Texas law prohibits allowing or causing water pollution, but regulators acknowledge hundreds of groundwater contaminations caused by oil and gas operations since drilling began in the Barnett Shale fields in and around Fort Worth in 1993.

Still, regulators are satisfied with the effectiveness of their policies, and the state has not had either an ongoing water-contamination incident or contamination involving drilling-water flow back, according to Ramona Nye, spokeswoman for the Texas Railroad Commission, which oversees oil and gas drilling.

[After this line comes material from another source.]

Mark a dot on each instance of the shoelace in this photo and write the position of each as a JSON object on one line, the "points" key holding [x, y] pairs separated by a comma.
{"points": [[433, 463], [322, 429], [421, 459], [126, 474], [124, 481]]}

The Texas Groundwater Protection Committee, which includes all state agencies involved in water protection, tracks groundwater pollution and publishes an annual contamination report, she explained in an e-mail. The 2007 report lists 354 active cases caused by oil and gas operations, she said, though no producing oil or gas wells are listed as sources. “Pipeline releases, tank battery leakage, and releases from compressor stations, gas plants, booster stations, separators, dehydrators make up the majority of the cases,” she noted. “A few cases are due to blowouts that primarily occur during the drilling of an oil or gas well.”

Three of the contamination cases deal with saltwater disposal wells and two with injection wells, the two methods used to dispose of drilling water in Texas, she said. Many of the contaminations are historical, in that they occurred prior to current regulations, and are self-reported by entities that did not cause the damage, but accept liability for it, she said.

Also of importance in Texas law is the superiority of mineral rights, or estates, over surface estates. Under state law, mineral-rights owners may “freely use the surface estate” for mineral extraction, according to the Railroad Commission, and they must be found negligent for them to be liable for damages.

Mineral-rights owners in Pennsylvania also must be granted access to the surface, but the balance of power is closer to equal, according to the state . Surface owners can’t “prevent the mineral owner’s reasonable access for development and production,” DEP says, but they can negotiate for damage payments before work begins.